In addition to the depletion of the offshore glacial delta, Haney said, sea-level rises have also been responsible for problems at Salisbury beach. The historic rise of sea level is about 1 foot per hundred years, Haney said.
"That sea level rise also puts pressure on barrier beaches and causes the beach to try to shift landward," Haney said.
Also to be taken into consideration is weather and the frequency, severity, direction and duration of storms, she said.
Taken as a whole, Haney said, the net change and result for Salisbury Beach currently is a state of erosion.
Hughes agrees with Haney.
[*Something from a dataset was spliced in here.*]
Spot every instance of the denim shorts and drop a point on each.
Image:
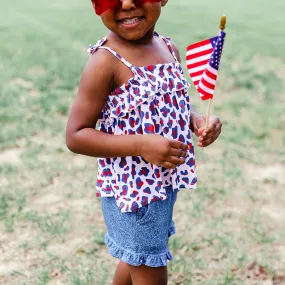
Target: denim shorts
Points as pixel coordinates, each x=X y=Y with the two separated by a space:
x=140 y=237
There are areas of erosion along the beach, he said, especially along the south end at Atlantic Avenue. It was the area most severely affected last year during the three-day storm that started on Patriots Day, he said.
Hughes and the Conservation Commission ordered the state Department of Conservation and Recreation, which owns all the seaside land on Salisbury Beach from the dunes to the waves, to develop a long-term maintenance plan for Salisbury Beach as one of the conditions for the emergency permit it granted DCR last year after the Patriots Day storm. The permit allowed DCR to truck in 20,000 cubic yards of sand to shore up teetering homes along Atlantic Avenue, as well as repair public pathways to the beach, which had lost so much sand they were dangerous to the public.
Hughes said DCR is overdue in filing its required long-term beach maintenance plan with the commission, something he hopes will soon be remedied.
Hughes told selectmen recently he's hoping the plan will include emergency plans for the beach, such as stockpiling sand for use to fortify the beach during storms, he said.
"What we need is sand stockpiled for the next crisis," Hughes said. "Sandbags aren't going to help much. We need truckloads to put in front of houses."